Tuesday, June 10, 2014

Labour's historical betrayal cannot be won back


‘Traditional voters, who perhaps at times we took for granted but had nowhere else to go, are now being offered an alternative by Ukip.
‘Our voters, if I can still call them that, see Ukip [as] a party who are offering a vision and a hope that things can be better.'
Rachel Reeves


RACHEL REEVES, like her professional colleagues, understands little of what is happening with Labour's traditional working class supporters; although she is right when she said we ignored them 'because they had nowhere else to go'. This is a true statement reflecting the arrogance and contempt shown by the Labour Party from Blair onwards, toward the very people who made the Labour Party, and whose union subscription helped keep it solvent.
            
            The Labour Party began encouraging a new voting base - migrants. The white working class saw what was happening, but the party made them fearful of speaking their minds on immigration. They had bigoted sword of racism floating over their heads ready to dropped the rules of political correctness were broken. Which effectively meant keeping their collective mouths zipped. These were not racists; for if they had been, they would have had an alternative to Labour before the arrival of Ukip on the scene - the BNP.
            
             Blair and Brown knew that immigrants would be thankful to any party that allowed them in and would remain loyal to them as they were making their way into British society. Today in many northern cities the migrant population is demographically changing the face of cities like Bradford, and more importantly London in the south. The white working class were, before the arrival of Ukip on the political stage, more or less told to like it or lump it.
            
             Then Tony Blair allowed hundreds of thousands of Poles, and Portuguese in from Eastern Europe at a time when the Schengen Agreement  (allowing for the free movement of people within Europe) set aside a seven year period of adjustment for European nations to prepare. Blair ignored this clause in the agreement and set about opening our boarders to all and sundry throughout Europe; while expressing the belief that only 13,000 would take advantage. Blair only thought of the electoral advantages…and, as a politician, he was not an original in this respect.

            

             But he saw only the political advantages to the Labour Party, and not the disadvantages to the social infrastructure - to the NHS, criminality, education, and housing shortages. All these areas are now being squeezed by an increase in the country's population artificially created by Labour politicians who silenced with charges of racism anyone who opposed them. So it is somewhat sanctimonious of Rachel Reeves to bleat on about the party 'losing its raison d'etre'
           
            The Shadow Work and Pensions Secretary cannot seek to regain the trust of its traditional working class base. She and the Labour Party have sat back with arms folded, believing that Ukip was damaging the Tory Party and believing that the white working class were nothing more than a troop of trained chimpanzees wearing red rosettes; and it was only within the emotional captivity of the Labour Party that they could have any political purpose.
 
I DESPISE THE Labour Party for what they have done to this country. I am from a working class background. I failed my 11-plus and left school at fifteen; and from the age of eighteen in 1968, I have always voted Labour. Even for a brief period in the 1970s when I joined the British Communist Party…and what a mistake that was.                         
             
              So when I say I despise the Labour Party. I am not speaking as one of its political enemies, but as one of its one-time supporters who in 1997 sat up all night to see Michael Portillo loose his parliamentary seat.            
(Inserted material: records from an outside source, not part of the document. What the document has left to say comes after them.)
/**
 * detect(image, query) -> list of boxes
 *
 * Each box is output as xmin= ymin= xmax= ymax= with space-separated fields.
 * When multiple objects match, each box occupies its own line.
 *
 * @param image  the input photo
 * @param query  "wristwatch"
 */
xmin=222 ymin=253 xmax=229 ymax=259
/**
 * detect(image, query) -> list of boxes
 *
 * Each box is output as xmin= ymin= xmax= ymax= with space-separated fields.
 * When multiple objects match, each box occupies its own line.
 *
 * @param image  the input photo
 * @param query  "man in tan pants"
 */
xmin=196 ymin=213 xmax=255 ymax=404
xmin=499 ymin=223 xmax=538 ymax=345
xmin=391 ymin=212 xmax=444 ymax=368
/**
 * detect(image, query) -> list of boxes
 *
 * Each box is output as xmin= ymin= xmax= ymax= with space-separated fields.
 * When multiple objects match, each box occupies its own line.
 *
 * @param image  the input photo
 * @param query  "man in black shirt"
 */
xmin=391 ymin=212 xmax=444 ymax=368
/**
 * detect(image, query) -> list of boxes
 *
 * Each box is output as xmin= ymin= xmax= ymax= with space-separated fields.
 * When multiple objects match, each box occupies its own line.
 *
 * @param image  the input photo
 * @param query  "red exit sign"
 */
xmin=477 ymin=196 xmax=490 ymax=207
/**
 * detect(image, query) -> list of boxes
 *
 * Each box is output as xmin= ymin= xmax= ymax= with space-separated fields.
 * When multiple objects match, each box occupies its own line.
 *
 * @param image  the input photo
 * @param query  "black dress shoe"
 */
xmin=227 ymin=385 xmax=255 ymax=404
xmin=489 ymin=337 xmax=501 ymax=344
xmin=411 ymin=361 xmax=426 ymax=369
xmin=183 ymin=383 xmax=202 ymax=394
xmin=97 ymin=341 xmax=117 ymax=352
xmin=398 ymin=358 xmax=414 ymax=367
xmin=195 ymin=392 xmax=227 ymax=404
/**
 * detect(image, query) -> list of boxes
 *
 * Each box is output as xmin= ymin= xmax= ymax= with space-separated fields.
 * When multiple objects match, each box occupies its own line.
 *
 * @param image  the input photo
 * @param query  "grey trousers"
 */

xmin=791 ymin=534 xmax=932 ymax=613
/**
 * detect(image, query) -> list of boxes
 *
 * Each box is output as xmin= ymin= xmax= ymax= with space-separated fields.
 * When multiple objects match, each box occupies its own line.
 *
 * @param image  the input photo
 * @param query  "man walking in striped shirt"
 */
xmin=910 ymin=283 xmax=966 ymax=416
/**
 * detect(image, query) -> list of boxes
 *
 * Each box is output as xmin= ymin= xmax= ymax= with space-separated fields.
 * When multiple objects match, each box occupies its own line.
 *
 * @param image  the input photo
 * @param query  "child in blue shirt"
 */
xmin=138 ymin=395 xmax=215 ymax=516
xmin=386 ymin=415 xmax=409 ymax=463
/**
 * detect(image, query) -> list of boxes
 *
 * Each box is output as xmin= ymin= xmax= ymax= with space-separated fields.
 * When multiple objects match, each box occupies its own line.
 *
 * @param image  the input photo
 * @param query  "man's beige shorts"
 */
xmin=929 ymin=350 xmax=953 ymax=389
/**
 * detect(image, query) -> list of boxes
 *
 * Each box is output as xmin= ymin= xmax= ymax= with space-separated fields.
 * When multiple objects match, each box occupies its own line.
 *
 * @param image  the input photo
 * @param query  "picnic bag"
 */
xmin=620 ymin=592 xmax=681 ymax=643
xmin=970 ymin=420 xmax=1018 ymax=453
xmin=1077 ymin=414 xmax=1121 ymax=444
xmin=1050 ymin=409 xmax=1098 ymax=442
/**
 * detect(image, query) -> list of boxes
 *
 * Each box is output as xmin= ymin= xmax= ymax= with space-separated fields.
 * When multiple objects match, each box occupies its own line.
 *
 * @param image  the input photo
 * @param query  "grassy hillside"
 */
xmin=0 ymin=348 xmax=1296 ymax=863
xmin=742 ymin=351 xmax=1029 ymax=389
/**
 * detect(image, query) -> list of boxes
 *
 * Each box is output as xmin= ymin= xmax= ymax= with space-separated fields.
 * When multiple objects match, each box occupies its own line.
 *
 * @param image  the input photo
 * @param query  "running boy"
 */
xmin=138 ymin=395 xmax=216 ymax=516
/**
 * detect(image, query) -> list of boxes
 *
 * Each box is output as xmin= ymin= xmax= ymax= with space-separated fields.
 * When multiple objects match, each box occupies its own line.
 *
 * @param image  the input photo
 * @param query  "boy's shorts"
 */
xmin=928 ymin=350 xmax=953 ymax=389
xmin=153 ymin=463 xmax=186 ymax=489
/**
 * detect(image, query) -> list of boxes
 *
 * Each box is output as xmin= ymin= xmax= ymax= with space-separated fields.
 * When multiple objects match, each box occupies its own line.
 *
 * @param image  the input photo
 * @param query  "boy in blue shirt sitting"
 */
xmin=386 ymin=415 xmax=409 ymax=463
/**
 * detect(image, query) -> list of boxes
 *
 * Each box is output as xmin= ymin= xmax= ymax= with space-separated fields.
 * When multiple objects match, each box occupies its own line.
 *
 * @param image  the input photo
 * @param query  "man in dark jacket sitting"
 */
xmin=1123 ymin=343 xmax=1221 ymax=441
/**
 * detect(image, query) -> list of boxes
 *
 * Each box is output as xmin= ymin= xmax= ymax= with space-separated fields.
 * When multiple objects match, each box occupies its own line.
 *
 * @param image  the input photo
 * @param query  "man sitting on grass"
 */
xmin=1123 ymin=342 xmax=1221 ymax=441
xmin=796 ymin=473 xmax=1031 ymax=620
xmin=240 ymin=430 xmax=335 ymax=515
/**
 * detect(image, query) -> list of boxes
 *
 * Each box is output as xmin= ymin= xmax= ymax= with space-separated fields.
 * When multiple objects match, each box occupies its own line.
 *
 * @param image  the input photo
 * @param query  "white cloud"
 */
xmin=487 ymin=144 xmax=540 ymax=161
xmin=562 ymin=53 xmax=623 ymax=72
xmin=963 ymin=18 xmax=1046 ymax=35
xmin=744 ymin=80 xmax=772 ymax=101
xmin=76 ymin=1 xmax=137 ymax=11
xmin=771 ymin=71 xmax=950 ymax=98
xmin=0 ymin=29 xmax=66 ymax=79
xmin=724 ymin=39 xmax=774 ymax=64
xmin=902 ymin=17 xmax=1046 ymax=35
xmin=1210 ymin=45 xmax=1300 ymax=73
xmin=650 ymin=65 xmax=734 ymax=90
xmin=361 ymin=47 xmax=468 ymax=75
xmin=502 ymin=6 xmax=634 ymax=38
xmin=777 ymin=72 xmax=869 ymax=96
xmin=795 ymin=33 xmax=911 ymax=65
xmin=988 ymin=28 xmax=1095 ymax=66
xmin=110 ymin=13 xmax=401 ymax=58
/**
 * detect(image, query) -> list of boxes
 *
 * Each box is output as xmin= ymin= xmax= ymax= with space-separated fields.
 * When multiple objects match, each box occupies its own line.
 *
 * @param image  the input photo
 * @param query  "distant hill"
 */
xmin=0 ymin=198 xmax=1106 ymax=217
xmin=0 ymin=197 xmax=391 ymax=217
               I supported Blair throughout his premiership from 1997 until the mentally unstable Brown helped remove him from office in 2007. So I cannot, with my background, be considered a Tory. I voted Ukip and will continue to do so, partly, because the white working class were abandoned by Labour and there is no chance of Labour winning them back and Rachel Reeves must understand this.  

               The white working class have always been small 'c' conservatives. A state of affairs those on the Left of the Labour Party always sought to change. But it this intransigent small 'c' conservative nature of the white working class that has appealed to them in supporting Ukip. Such intransigence has been there for centuries and long may it continue.